I believe he is very different. And three years have passed. I have more experience [now], I have fought [boxers] with all styles. It is a fast fight, yes, but I fight with all styles and I am ready for this. The fight with Floyd may have helped me, but other styles similar to that of Amir Khan have also helped me. Yes, it will be a difficult fight, but I’m preparing for this.

Do you think you can win a tactical fight if it turns into a situation where you’re chasing Amir Khan around the ring?
I’m prepared for Amir Khan moving swiftly—or for whatever style he comes out using. I prepared with sparring, in the style similar to what he uses. We’re preparing a lot and that is where fights are won, and with experience, too. I will [use] both in the ring to smoothly and easily win.

everyone gets into the boxing ring with a plan, a strategy, and we all end up doing something else.  That is why we train—to be ready for anything.

How has your relationship with Eddy Reynoso and his ascension into one of the top trainers helped you to get to where you are?
Training with Eddy has been very important to my career. We have arrived at this point together, so for me he is more than a trainer. He is family. And this makes us a solid team, a strong team. And we are similar. We are equals, 100 percent dedicated to what we do and this has brought us here.

Have you watched tape on Amir Khan? Do you think he brings anything to the table that you haven’t seen before?
Yes, I have seen videos of Amir Khan. I’m going to be very careful with everything, but I believe it’s going to be a difficult fight where I will have to hunt my rival.  Because that is the style of fighter that he is, one that moves rapidly, so there will be a strategy that I will have especially for him, to try and counteract his speed. We are training for this, and making a strategy.  But everyone gets into the boxing ring with a plan, a strategy, and we all end up doing something else.  That is why we train—to be ready for anything.
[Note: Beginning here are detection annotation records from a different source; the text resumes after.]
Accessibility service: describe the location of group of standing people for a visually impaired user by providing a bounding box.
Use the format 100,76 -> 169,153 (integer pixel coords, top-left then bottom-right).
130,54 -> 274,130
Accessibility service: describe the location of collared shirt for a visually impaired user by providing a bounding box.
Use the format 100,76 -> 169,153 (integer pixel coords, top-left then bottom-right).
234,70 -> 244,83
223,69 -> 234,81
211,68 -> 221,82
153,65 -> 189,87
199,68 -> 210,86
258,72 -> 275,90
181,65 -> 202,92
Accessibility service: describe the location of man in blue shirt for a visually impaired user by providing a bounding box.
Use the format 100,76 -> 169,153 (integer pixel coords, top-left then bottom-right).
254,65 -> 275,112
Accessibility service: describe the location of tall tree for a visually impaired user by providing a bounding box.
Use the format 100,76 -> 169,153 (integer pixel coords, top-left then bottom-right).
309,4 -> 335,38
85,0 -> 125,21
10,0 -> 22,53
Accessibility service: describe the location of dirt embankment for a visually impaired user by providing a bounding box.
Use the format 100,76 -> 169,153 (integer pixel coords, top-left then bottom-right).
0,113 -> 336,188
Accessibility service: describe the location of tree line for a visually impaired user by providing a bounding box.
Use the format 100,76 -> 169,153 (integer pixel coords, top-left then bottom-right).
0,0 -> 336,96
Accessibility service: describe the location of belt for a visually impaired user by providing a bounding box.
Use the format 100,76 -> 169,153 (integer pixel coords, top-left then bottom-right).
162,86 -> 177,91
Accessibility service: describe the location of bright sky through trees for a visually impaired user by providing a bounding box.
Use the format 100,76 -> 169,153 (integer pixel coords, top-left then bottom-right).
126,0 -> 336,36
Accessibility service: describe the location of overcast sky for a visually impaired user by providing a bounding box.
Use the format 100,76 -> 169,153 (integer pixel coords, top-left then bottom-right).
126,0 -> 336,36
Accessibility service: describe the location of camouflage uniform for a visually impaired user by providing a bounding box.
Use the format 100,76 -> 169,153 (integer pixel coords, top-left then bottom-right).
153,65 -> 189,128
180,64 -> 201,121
Amir has a documented history of having a poor chin and not being able to deal with power. When you’re training, do you think, “I could knock this guy out with one punch”?
I don’t base my plans on this. I’m training and preparing because nothing is predictable in boxing. I’m preparing for those rounds, and if it happens that I get a shot, whatever advantage I have, I will be ready for 12 rounds.

With Manny and Floyd now officially retired, people look at you as the next face of boxing. Do you feel any pressure to assume that honor?
Those that consider me [to be] the face of boxing at this moment, well, more than pressure, for me it is motivation.  But I really don’t focus on this. I always like to train 100 percent.  I train to fight, to win.  And the people can put me where they want to put me.  I’m not preoccupied by whether I am or am not.  I believe that for me the most important things are to train, to dedicate myself 100 percent, and to win fights.

A win against Amir Khan propels you on to huge fights. Everyone knows that to fight Floyd you had to lose weight. Do you think it’s fair, if you end up fighting Triple G, to have him cut weight?
I believe that we each have to make our sacrifices if we want something, if we want a certain fight, if we want to reach the highest point in this sport. I had my moment of sacrifice. At this point, I’m at the stage where I already did, I already gave, I already sacrificed. And I continue to sacrifice my body, and everything, as I train everyday.  But I don’t plan on giving the advantage to anyone. I’m in the position, which I have earned based on past fights, based on my efforts, and I don’t plan on giving any advantages to anybody.

How would a loss to Amir Khan affect your career? Do you even consider that when you’re training for a fight?
I do not think about defeat. I only think about winning. Anything can happen. But in that moment, my mentality is only victory. I go victory.

What is your number one motivation?
My number one motivation in boxing is my daughter. She is the one who motivates me to go forward.